For interminable periods I held his mind in bondage until the time came when I could strike. It came at one of his seances. I fought his hypnotic power with all the terrific energy of my free mind, until at last I felt the opposition snap like the breaking of a bough in the wind and the emptiness of my eternal wanderings was devoid of all disturbing influences. The mentality of Pym had gone, and yet he could not be dead surely, or I would have felt his presence in the after-life.
No, he was not dead.

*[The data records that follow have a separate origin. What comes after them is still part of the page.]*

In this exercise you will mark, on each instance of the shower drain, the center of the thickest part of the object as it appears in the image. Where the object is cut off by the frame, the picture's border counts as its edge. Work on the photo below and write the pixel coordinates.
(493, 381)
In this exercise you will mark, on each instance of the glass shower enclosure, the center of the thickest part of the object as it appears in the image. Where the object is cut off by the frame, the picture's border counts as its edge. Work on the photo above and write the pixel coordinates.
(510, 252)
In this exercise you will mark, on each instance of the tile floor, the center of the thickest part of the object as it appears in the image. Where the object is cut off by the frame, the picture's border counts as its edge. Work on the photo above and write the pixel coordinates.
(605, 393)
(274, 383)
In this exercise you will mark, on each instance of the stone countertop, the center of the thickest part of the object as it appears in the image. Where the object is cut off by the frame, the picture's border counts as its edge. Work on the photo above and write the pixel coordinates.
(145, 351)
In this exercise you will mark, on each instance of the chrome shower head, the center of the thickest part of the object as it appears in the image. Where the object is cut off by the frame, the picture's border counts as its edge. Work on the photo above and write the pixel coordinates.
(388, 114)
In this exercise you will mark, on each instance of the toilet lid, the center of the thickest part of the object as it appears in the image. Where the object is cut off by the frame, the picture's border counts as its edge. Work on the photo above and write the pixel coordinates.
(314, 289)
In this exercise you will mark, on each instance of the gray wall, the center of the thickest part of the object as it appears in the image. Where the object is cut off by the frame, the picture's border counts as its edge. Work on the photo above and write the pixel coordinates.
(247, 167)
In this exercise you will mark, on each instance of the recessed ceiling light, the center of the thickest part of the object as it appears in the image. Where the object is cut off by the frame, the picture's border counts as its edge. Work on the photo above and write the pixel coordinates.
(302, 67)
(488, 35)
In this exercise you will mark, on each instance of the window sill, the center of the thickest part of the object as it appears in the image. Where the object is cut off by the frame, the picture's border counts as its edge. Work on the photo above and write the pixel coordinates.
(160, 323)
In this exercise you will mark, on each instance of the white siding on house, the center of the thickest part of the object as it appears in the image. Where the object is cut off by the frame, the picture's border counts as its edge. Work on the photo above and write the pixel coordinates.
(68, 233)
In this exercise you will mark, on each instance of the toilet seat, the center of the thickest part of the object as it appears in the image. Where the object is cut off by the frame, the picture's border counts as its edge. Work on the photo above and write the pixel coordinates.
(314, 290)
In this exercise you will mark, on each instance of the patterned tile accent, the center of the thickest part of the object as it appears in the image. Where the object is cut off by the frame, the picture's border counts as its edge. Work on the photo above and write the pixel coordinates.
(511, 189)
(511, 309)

Clifton has told me that he became suddenly insane and babbles now about a man named John Carlow Moore and a murdered woman on top of a mountain. . . .
Truly, then, I am avenged. I have now a lasting and eternal peace, and if I am ever destined to assume a mortal form again I am in no hurry for it. I have drawn the portrait of a murderer and now I am free. . . . Free to move endlessly in these swarming currents of mental vibration.
Free—unsullied—gloriously alone. And yet . . . unafraid!